I passed over to the press-room, and went through just such a scene as I have already described. The nervous tension was stronger than it had been two years before, and I felt the heat more acutely. At three o’clock I cried, “Print off,” and turned to go, when there crept to my chair what was left of a man. He was bent into a circle, his head was sunk between his shoulders, and he moved his feet one over the other like a bear. I could hardly see whether he walked or crawled—this rag-wrapped, whining cripple who addressed me by name, crying that he was come back. “Can you give me a drink?” he whimpered. “For the Lord’s sake, give me a drink!”

I went back to the office, the man following with groans of pain, and I turned up the lamp.

“Don’t you know me?” he gasped, dropping into a chair, and he turned his drawn face, surmounted by a shock of gray hair, to the light.

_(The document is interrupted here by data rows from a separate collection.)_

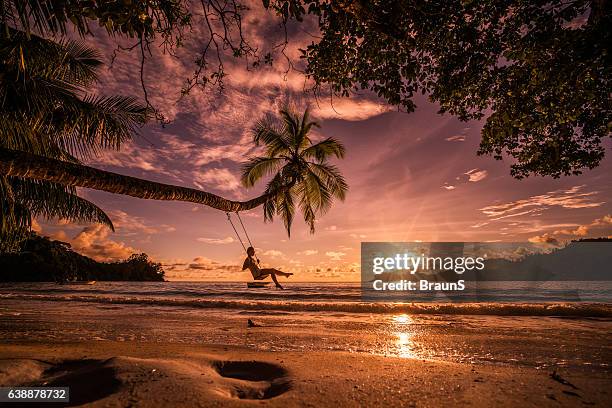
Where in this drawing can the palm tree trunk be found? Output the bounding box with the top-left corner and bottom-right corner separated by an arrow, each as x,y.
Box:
0,148 -> 273,212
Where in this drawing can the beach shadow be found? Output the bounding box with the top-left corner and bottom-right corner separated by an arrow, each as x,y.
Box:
212,360 -> 291,400
2,359 -> 121,407
41,359 -> 121,406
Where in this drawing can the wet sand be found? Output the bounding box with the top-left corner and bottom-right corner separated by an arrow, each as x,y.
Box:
0,285 -> 611,406
1,340 -> 611,407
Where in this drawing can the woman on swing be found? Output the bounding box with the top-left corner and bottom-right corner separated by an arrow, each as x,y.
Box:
242,247 -> 293,289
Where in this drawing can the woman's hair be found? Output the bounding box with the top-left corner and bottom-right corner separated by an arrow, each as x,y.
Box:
247,246 -> 255,256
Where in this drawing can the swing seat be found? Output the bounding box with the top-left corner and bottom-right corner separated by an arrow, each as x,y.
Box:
247,281 -> 271,288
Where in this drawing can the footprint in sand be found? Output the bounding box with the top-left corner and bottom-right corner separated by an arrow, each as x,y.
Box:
0,358 -> 121,407
212,360 -> 291,400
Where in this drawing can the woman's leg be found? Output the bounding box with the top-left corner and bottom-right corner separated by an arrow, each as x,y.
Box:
261,268 -> 292,277
261,268 -> 291,288
269,272 -> 283,289
270,268 -> 293,277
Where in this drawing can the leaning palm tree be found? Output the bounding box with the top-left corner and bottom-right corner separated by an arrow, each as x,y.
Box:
0,30 -> 347,247
242,107 -> 348,235
0,29 -> 148,250
0,107 -> 348,237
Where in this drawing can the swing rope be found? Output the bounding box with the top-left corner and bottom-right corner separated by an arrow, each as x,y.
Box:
236,212 -> 255,249
226,212 -> 247,252
226,212 -> 260,262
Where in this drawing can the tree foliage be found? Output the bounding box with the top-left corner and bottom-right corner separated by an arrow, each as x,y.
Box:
0,0 -> 190,40
0,232 -> 165,282
0,29 -> 149,251
270,0 -> 611,178
3,1 -> 608,178
242,106 -> 348,235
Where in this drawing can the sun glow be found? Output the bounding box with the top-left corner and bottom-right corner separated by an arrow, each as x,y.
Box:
391,314 -> 418,358
393,314 -> 412,324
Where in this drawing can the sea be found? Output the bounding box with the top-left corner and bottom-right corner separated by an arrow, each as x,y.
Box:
1,281 -> 611,314
1,282 -> 610,372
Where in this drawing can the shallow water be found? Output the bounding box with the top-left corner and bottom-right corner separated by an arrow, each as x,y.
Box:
1,281 -> 611,314
1,282 -> 611,373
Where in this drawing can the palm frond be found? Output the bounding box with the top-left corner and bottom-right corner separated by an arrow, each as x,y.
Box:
52,39 -> 102,85
301,137 -> 346,162
275,187 -> 295,236
307,162 -> 349,201
262,172 -> 286,223
11,179 -> 114,230
279,107 -> 300,145
240,156 -> 284,187
0,115 -> 77,162
0,176 -> 31,252
251,116 -> 292,157
52,94 -> 149,158
0,29 -> 101,85
296,108 -> 319,150
295,182 -> 317,234
5,1 -> 91,37
303,169 -> 333,214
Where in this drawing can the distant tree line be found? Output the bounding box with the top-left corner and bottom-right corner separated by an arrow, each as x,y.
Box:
0,233 -> 165,282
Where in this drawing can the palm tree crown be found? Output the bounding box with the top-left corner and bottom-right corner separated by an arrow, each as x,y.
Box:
241,107 -> 348,236
0,29 -> 148,251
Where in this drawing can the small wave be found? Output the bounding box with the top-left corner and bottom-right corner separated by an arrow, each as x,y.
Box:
1,294 -> 610,317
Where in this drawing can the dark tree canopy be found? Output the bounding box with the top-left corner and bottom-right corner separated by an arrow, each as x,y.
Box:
1,0 -> 610,179
0,0 -> 190,39
272,0 -> 611,178
0,232 -> 165,282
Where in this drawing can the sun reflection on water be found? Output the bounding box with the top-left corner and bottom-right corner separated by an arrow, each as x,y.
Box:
391,314 -> 418,359
393,314 -> 411,324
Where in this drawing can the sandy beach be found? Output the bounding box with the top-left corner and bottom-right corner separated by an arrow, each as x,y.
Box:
1,282 -> 611,407
2,1 -> 611,405
2,340 -> 611,408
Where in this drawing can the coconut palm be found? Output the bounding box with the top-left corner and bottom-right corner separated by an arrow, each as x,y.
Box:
242,107 -> 348,235
0,32 -> 347,248
0,29 -> 148,250
0,107 -> 348,237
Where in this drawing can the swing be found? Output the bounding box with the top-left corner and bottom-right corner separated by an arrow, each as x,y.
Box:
226,212 -> 270,288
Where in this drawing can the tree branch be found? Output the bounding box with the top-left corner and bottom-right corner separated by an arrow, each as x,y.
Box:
0,148 -> 279,213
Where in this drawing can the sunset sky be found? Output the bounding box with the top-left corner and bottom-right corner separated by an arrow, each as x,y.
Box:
35,3 -> 612,281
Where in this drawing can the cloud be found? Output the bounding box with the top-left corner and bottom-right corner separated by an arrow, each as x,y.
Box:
324,225 -> 337,231
314,98 -> 393,121
593,214 -> 612,226
554,214 -> 612,237
32,217 -> 139,261
196,236 -> 235,244
31,219 -> 42,233
193,168 -> 242,192
554,225 -> 589,237
298,249 -> 318,256
71,224 -> 139,261
523,214 -> 611,246
263,249 -> 284,257
193,143 -> 255,166
162,256 -> 241,280
188,256 -> 219,270
445,135 -> 466,142
527,233 -> 560,246
109,210 -> 160,235
465,168 -> 488,182
479,185 -> 604,221
91,141 -> 176,178
443,168 -> 488,190
349,233 -> 367,239
325,251 -> 346,260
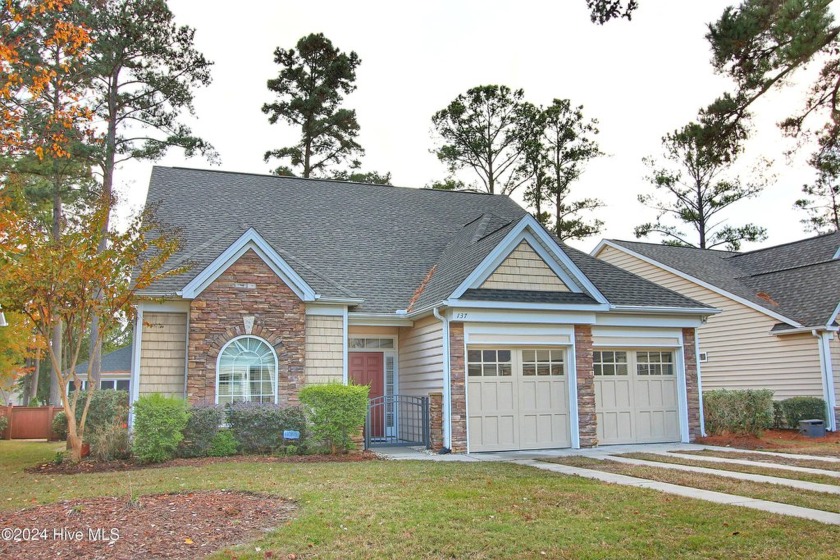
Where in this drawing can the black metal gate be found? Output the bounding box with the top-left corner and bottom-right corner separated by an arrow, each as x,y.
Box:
365,395 -> 430,449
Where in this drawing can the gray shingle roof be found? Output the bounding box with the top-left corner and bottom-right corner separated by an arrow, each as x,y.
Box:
461,289 -> 598,304
141,167 -> 715,315
609,232 -> 840,327
75,344 -> 133,375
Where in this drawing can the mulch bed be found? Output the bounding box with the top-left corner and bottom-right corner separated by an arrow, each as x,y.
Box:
696,429 -> 840,450
0,490 -> 296,559
27,451 -> 379,476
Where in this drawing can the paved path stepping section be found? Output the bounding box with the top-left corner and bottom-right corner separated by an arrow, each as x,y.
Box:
659,451 -> 840,479
606,455 -> 840,494
518,459 -> 840,525
697,445 -> 840,464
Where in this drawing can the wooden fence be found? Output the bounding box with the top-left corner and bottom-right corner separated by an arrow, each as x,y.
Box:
1,406 -> 62,440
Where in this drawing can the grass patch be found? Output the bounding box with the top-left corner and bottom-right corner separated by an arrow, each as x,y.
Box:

I looked at him intently. Once before had I seen eyebrows that met over the nose in an inch-broad black band, but for the life of me I could not tell where.

“I don’t know you,” I said, handing him the whisky. “What can I do for you?”

He took a gulp of the spirit raw, and shivered in spite of the suffocating heat.

“I’ve come back,” he repeated; “and I was the King of Kafiristan—me and Dravot—crowned Kings we was! In this office we settled it—you setting there and giving us the books. I am Peachey,—Peachey Taliaferro Carnehan,—and you’ve been setting here ever since—O Lord!”

I was more than a little astonished, and expressed my feelings accordingly.

“It’s true,” said Carnehan, with a dry cackle, nursing his feet, which were wrapped in rags—“true as gospel. Kings we were, with crowns upon our heads—me and Dravot—poor Dan—oh, poor, poor Dan, that would never take advice, not though I begged of him!”

“Take the whisky,” I said, “and take your own time. Tell me all you can recollect of everything from beginning to end. You got across the Border on your camels, Dravot dressed as a mad priest and you his servant. Do you remember that?”